Plaintiff seeks summary judgement including amounts for a "service fee", the equivalent of interest, at a high rate - service fee not allowed where claim and statement of claim suggest more modest interest was claimed under the Supreme Court Act 1995 s 47 - defendant did not appear

HIS HONOUR:  The Court makes an order in terms of the initialled draft which gives the plaintiff summary judgment under rule 292 for $217,045.74, $54,639.60 of which is interest.  The order also provides for costs to be assessed on the indemnity basis.

The defendant is sued as guarantor of the obligations of a company which purchased goods from the plaintiff company from around mid October 2005. 

The material which was served on the defendant, who is now self acting, establishes a case for the judgment sought. 

The defence which was filed on the 11th of December 2009 by solicitors then acting for Mr Shea was one of those totally unsatisfactory and unconvincing "do not know" pleadings.

The plaintiff has the advantage of having in recent days obtained admissions in a telephone conversation between Mr Shea and the solicitors that the money was owing, that there was no defence except that he was without funds.  He also said that he didn't want a judgment against him but he hasn't appeared today when called to persuade the Court that on some basis there shouldn't be a judgment.  He's been served with the relevant material and could have responded to it. 

The service, as noted, doesn't extend to the recent affidavit about the conversation and it ought to be made clear that without that the plaintiff would still be adjudged entitled to the relief which it obtains.  That is something less than the relief which was sought. 

The Court has the responsibility of ensuring absent defendants aren't subjected to judgment in an amount larger than what might be appropriate.  It would have been expected that the Court would query the claim for indemnity costs.  That is supported by clause 8 of the relevant terms and conditions of credit which provides:

"That the applicant agrees to pay any and all costs, commissions and legal costs and expenses on a full indemnity basis whatsoever arising from the collection of any overdue moneys.  Such interest, costs and commissions and legal expenses may be recovered as a liquidated debt."

The reference to "such interest" does not pick up any other reference to interest in the document and can only be read as picking up the proceeding paragraph, which is: 

"7.  That the applicant agrees that an account service charge of 1.5 per cent per month may be imposed by Cellnet in the event that clause 1 is not complied with" - clause 1 being the payment provision. 

That "service charge" appears to me to be the equivalent of interest and at a handsome rate far exceeding that of the rate applicable under section 47 of the Supreme Court Act 1995.

The plaintiff's claim was for the aggregate of $130,972.80, the price of goods sold and delivered for which payment hadn't been received and 15 monthly amounts of $1,964.59 being the service charge to and including November 2007, the month in which the claim was issued.
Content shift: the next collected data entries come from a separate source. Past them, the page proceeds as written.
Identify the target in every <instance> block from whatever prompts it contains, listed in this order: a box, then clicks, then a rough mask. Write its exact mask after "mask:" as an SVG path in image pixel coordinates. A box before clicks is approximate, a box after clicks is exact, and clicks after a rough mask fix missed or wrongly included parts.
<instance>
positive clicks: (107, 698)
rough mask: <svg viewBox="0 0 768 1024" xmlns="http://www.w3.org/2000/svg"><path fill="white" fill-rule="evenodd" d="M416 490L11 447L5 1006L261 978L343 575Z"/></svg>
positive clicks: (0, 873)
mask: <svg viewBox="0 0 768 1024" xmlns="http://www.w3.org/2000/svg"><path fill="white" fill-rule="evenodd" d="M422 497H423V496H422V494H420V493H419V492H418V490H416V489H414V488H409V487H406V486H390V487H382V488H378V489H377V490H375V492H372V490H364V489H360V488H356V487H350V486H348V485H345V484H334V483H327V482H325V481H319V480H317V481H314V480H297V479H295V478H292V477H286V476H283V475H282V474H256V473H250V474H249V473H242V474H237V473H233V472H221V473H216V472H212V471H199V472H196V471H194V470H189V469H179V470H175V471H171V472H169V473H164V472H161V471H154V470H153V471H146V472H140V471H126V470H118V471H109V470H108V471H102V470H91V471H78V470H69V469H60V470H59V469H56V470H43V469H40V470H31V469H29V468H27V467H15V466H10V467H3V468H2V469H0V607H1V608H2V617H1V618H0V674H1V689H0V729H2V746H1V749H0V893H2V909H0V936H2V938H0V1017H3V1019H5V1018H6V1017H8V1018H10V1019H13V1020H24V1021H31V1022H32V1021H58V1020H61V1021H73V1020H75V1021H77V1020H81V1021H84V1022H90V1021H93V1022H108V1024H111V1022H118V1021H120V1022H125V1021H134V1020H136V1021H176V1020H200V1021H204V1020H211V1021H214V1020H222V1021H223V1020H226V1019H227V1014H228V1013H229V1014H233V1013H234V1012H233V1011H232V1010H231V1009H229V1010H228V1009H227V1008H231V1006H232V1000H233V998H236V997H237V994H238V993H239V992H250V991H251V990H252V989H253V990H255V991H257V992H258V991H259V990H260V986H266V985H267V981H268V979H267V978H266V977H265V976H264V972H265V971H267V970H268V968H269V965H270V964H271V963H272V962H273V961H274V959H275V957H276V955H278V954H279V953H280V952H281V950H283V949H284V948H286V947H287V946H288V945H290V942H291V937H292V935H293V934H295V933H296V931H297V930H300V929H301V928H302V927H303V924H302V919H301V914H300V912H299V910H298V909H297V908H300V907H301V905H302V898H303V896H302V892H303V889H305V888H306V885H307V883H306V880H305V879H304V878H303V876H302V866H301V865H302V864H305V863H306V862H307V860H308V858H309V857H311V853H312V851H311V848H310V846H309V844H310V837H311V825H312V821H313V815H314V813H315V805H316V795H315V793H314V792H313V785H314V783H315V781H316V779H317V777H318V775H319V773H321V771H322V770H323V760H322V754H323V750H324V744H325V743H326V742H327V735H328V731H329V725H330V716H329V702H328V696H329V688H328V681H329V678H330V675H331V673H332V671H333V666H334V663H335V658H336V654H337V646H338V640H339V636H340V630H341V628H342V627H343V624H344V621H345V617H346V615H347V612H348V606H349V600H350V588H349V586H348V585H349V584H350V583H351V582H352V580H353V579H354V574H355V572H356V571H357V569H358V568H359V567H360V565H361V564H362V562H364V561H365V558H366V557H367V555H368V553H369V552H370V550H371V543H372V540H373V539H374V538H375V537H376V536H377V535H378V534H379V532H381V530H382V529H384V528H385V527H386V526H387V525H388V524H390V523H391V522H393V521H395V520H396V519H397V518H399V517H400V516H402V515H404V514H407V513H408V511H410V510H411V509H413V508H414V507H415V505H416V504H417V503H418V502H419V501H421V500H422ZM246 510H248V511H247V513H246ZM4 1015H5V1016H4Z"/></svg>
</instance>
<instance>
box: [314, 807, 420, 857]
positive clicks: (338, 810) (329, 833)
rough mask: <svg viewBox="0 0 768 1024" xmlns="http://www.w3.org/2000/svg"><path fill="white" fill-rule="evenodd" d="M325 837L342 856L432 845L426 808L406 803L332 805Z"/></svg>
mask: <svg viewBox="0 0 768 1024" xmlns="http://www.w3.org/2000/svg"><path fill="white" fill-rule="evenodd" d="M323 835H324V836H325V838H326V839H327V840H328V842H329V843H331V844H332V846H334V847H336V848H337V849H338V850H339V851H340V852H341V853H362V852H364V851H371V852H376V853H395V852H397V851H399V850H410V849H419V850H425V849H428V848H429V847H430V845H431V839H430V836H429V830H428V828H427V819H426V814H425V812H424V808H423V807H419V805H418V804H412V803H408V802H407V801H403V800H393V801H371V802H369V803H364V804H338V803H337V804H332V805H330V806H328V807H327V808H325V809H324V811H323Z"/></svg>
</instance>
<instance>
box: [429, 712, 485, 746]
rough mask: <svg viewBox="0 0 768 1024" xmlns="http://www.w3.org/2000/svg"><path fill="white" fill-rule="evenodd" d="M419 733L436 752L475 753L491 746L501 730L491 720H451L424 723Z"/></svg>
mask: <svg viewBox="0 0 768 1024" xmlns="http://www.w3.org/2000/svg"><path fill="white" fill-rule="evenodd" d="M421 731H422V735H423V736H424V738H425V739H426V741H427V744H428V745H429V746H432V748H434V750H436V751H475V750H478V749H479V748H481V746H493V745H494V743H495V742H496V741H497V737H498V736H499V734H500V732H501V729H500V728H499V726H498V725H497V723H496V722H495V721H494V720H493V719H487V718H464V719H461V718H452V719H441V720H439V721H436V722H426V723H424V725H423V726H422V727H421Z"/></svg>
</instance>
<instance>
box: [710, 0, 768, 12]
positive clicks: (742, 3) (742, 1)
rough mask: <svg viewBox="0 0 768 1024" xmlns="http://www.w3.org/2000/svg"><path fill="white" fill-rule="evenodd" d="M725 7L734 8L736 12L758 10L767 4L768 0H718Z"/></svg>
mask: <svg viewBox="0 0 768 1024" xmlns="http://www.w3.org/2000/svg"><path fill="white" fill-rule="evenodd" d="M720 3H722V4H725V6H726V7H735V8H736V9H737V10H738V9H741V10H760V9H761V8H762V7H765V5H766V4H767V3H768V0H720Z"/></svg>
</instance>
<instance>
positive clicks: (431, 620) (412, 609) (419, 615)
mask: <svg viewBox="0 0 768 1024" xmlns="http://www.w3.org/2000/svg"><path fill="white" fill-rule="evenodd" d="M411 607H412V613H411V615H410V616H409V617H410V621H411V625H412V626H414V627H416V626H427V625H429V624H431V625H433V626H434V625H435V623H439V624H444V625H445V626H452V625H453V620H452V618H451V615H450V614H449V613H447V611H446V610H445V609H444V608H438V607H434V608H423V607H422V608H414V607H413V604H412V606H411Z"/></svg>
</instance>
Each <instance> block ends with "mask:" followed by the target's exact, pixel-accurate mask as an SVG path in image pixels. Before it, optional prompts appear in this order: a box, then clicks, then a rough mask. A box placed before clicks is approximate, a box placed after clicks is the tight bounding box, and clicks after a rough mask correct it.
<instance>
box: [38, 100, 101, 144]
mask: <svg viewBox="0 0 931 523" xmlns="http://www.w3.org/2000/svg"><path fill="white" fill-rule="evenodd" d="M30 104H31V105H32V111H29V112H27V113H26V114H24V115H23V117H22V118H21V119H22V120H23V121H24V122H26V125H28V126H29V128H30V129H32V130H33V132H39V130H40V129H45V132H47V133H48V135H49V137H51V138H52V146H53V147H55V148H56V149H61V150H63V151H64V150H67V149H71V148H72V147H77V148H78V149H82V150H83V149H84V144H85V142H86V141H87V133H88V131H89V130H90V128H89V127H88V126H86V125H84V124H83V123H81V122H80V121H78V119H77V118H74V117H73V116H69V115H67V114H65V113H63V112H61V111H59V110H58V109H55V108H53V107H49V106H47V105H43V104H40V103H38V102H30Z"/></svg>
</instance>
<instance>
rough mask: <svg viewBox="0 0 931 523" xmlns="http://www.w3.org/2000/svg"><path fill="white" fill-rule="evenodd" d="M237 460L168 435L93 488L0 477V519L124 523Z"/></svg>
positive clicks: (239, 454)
Interest was sought in both the claim and the prayer for relief in the statement of claim on that aggregate of $162,669.94 being $14,878.83 from the 1st of September 2006 to the 19th of November 2007 under the Supreme Court Act 1995 s 47 and thereafter at $35.88 per day.

The plaintiff appears to me, by presenting its claim to Mr Shea in that way, to have abandoned any claim to interest in the form of the "service fee" after 19th of November 2007.  Notwithstanding that, the draft order presented to the Court by Mr Greinke claimed what otherwise would have been the service charge amount as interest.  I don't think that's appropriate in the circumstances of the documents that have been presented to the defendant.  In other words, he shouldn't be suffering a judgment which exceeds anything he has been alerted to.  The interest amount reduces to $54,639.60. 

Mr Greinke conceded that the plaintiff could not obtain for the same period interest under the Supreme Court Act and interest or a "service charge" under a contract, and in the result the plaintiff doesn't obtain that double interest. It's the case that, as things work out, there's an element of interest on interest, but that's something which, in my experience, is common and which the defendant was fully alerted to.

...

HIS HONOUR:  So, order as per initialled draft.